No, give me the country,
and the folks that live in it, I say."
CHAPTER XXI.
THE HONEYMOON.
After having given vent to the foregoing lockrum, I took Jehosophat
Bean's illustrated "Biography of the Eleven Hundred and Seven
Illustrious American Heroes," and turned in to read a spell; but arter
a while I lost sight of the heroes and their exploits, and I got into
a wide spekilation on all sorts of subjects, and among the rest my
mind wandered off to Jordan river, the Collingwood girls in
particular, and Jessie and the doctor, and the Beaver-dam, and its
inmates in general. I shall set down my musings as if I was thinking
aloud.
I wonder, sais I to myself, whether Sophy and I shall be happy
together, sposin' always, that she is willing to put her head into the
yoke, for that's by no means sartain yet.

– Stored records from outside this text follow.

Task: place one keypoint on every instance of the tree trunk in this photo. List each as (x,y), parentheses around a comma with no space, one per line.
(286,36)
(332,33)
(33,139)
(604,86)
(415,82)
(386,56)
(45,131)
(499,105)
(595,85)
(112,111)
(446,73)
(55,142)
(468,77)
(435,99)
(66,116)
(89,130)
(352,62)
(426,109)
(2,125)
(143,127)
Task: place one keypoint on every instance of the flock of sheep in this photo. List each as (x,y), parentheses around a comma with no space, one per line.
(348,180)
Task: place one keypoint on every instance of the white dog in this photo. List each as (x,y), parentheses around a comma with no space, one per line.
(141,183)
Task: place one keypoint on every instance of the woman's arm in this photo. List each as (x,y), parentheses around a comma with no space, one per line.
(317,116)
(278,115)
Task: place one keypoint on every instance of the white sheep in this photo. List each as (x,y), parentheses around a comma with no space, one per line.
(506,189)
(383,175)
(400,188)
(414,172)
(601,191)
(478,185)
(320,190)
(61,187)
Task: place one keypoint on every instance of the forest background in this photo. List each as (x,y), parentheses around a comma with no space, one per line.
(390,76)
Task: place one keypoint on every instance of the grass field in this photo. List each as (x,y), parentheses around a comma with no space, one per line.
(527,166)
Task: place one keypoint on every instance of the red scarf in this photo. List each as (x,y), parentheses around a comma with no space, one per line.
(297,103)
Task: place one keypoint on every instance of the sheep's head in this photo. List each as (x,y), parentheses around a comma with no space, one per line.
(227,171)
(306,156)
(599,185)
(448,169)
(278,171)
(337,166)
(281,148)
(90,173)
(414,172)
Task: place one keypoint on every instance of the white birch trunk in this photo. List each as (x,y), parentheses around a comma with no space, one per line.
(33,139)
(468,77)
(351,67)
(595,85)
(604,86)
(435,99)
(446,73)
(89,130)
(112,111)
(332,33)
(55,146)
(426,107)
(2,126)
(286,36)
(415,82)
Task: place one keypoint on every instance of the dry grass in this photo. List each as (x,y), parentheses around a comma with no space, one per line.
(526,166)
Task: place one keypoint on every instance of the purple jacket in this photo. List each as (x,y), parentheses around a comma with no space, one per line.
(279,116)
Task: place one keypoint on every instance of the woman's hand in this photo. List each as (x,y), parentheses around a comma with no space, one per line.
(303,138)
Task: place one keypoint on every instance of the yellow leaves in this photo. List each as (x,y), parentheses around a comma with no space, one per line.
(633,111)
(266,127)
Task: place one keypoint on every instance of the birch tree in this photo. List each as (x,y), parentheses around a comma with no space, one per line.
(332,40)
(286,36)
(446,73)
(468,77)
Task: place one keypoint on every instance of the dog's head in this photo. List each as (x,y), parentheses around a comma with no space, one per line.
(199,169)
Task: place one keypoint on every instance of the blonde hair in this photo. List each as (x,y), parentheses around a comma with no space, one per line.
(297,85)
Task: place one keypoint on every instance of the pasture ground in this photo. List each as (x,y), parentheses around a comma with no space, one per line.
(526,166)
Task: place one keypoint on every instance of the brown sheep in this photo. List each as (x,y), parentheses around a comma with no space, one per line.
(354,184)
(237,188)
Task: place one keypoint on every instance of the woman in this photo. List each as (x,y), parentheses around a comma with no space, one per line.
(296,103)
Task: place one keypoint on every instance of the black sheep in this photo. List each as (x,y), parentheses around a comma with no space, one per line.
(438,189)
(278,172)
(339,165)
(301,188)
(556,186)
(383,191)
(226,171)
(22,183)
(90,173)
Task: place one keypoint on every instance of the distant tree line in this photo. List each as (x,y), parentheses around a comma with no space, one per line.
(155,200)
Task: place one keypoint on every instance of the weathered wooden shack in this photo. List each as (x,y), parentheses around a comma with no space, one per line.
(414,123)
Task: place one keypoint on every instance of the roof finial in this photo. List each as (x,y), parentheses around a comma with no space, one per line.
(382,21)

I'll know better when I can
study her more at leisure. Still matrimony is always a risk, where you
don't know what sort of breaking a critter has had when young. Women
in a general way don't look like the same critters when they are
spliced, that they do before; matrimony, like sugar and water, has a
nateral affinity for and tendency to acidity. The clear, beautiful,
bright sunshine of the wedding morning is too apt to cloud over at
twelve o'clock, and the afternoon to be cold, raw, and uncomfortable,
or else the heat generates storms that fairly make the house shake,
and the happy pair tremble again.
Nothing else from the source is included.